There’s also a new wrinkle: While men disproportionately lost jobs during the recession, women have suffered more during the recovery, perhaps because they are more often employed in state and local government, a sector that continues to shed jobs. Between June, 2009 and May, 2011, men gained 768,000 jobs, while women lost 218,000 jobs, according to a July study from the Pew Research Center.

Like Ingram, women are more likely than men to take responsibility for the care of sick relatives. The percentage of adult children providing personal care or financial assistance to a parent has more than tripled since 1999, according to a 2011 study by MetLife Mature Market Institute. The result: $142,693 in lost wages and lost social security benefits of $131,351. With increased life spans, there are more people living with chronic conditions, "so you have someone who needs care at this point who in the past would not have survived," says John N. Migliaccio, MetLife's director of research. This burden typically falls on women. About 12 percent of all American women are caring for a sick relative, often an ill parent, according to Kaiser’s 2011 Women’s Health Survey.

And as the crisis in state and local budgets continues to worsen and care-giving services are cut, more women are stepping in and provide those services, says Ramsey Alwin, director of the economic security initiative for the National Council on Aging.
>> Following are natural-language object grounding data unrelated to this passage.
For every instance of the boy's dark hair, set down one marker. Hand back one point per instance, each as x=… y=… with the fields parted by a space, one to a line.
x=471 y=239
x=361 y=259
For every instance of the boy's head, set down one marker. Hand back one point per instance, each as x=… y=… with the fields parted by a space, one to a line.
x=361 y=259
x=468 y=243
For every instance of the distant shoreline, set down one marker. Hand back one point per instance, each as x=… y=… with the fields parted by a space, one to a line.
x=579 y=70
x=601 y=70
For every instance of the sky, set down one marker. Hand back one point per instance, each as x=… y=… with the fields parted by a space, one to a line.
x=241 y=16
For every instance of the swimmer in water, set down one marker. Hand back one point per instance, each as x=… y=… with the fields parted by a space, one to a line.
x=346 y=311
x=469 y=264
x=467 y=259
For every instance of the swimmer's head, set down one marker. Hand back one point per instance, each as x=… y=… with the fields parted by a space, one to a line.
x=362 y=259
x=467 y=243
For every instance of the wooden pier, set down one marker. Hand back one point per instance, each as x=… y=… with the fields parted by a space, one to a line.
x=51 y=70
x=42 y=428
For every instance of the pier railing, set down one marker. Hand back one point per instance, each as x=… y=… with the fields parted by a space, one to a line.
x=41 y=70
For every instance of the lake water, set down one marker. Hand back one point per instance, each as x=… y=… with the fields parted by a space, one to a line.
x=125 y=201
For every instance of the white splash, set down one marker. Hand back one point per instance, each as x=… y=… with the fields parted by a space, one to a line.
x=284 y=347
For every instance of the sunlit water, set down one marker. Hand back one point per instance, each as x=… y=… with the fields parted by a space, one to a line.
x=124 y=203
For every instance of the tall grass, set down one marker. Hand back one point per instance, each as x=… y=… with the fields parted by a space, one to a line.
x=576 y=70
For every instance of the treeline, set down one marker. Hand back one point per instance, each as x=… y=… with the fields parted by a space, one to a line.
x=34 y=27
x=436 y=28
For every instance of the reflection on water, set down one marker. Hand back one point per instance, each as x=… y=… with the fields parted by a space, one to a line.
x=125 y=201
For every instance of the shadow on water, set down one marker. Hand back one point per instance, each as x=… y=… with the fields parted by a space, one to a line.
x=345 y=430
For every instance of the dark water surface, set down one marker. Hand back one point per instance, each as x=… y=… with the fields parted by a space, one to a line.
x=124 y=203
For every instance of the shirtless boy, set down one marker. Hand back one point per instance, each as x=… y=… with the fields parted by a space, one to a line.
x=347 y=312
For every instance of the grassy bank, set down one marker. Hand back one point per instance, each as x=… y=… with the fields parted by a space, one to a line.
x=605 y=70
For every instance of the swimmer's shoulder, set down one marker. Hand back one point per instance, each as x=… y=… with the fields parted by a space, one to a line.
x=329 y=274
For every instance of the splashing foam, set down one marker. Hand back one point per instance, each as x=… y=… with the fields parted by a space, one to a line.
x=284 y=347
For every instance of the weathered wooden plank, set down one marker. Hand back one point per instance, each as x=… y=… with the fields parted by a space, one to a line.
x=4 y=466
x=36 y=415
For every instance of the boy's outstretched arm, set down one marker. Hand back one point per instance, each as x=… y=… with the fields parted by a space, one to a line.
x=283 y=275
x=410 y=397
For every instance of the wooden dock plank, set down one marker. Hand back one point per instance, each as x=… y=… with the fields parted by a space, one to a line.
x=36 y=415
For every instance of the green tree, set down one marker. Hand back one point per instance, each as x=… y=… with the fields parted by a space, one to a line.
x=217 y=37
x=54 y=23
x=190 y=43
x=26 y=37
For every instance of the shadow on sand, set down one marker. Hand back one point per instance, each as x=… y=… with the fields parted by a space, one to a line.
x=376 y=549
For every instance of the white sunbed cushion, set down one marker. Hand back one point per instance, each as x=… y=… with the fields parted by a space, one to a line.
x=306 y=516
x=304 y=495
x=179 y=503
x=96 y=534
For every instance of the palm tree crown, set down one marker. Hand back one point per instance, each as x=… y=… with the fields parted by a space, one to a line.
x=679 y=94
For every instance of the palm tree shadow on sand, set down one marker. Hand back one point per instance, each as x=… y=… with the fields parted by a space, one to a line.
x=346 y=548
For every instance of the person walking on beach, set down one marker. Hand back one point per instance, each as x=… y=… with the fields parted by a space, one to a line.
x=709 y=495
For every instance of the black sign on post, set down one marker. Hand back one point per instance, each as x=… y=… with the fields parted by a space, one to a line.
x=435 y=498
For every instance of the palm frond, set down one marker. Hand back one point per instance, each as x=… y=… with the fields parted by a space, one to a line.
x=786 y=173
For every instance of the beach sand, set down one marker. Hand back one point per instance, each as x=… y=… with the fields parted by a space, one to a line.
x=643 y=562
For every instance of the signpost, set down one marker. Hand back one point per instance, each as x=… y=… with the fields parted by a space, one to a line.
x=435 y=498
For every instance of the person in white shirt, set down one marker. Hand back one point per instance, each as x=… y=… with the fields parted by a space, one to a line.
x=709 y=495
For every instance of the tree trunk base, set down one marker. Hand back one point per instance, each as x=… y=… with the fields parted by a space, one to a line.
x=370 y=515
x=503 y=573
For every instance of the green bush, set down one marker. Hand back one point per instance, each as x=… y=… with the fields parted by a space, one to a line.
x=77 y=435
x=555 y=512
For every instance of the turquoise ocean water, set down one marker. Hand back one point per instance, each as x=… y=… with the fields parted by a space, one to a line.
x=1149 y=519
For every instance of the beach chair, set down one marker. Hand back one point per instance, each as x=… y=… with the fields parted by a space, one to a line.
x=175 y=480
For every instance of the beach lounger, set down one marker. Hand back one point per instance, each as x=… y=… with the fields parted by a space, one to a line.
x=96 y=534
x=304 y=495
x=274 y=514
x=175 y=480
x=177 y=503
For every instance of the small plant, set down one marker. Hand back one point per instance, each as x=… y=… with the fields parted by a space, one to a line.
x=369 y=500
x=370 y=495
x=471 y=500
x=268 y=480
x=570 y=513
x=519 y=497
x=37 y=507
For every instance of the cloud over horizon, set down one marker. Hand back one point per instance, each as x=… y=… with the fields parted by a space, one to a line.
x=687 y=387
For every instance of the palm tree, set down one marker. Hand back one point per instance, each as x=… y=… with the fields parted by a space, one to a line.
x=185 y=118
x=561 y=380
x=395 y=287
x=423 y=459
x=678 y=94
She's also seeing older women dipping into retirement savings to provide financial assistance to children and grandchildren, due to recent economic hardships where adult children may have faced home foreclosures or lost their jobs.
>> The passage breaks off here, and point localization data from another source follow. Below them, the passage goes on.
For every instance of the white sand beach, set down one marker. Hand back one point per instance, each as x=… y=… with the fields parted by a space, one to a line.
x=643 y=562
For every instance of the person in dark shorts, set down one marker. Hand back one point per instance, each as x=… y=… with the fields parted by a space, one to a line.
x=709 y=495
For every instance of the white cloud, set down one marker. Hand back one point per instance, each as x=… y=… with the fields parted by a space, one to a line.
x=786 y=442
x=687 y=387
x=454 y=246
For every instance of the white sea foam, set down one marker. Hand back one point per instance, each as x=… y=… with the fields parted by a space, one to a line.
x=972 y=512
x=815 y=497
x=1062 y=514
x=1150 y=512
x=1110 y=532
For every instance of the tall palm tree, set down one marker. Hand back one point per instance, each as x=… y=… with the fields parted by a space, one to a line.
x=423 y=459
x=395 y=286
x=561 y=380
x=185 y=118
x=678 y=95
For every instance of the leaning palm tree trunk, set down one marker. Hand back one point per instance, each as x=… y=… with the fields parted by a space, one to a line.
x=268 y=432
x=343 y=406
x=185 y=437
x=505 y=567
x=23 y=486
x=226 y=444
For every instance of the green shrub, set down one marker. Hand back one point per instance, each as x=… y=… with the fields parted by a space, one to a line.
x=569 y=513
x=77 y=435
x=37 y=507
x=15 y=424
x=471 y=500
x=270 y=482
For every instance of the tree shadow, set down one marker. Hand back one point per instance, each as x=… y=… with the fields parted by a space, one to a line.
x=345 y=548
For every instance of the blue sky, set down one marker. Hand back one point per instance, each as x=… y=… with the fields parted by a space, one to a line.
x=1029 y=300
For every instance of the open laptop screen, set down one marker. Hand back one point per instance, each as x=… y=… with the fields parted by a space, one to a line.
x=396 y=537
Consumer advocates are stepping up education efforts, especially those aimed at older women who may have relied on their husbands to handle money. The Center for Financial Security was recently founded by the University of Wisconsin in part because of research showing the likelihood that older women will end up in poverty. “While women today have more economic opportunity than ever before, they also have a great deal more financial responsibility,” said Sandra Timmermann, director of the MetLife Institute. “Compared to previous generations of women who likely had a pension (either theirs or their husband’s) and a deed to a mortgage-free home, today’s women are less prepared.”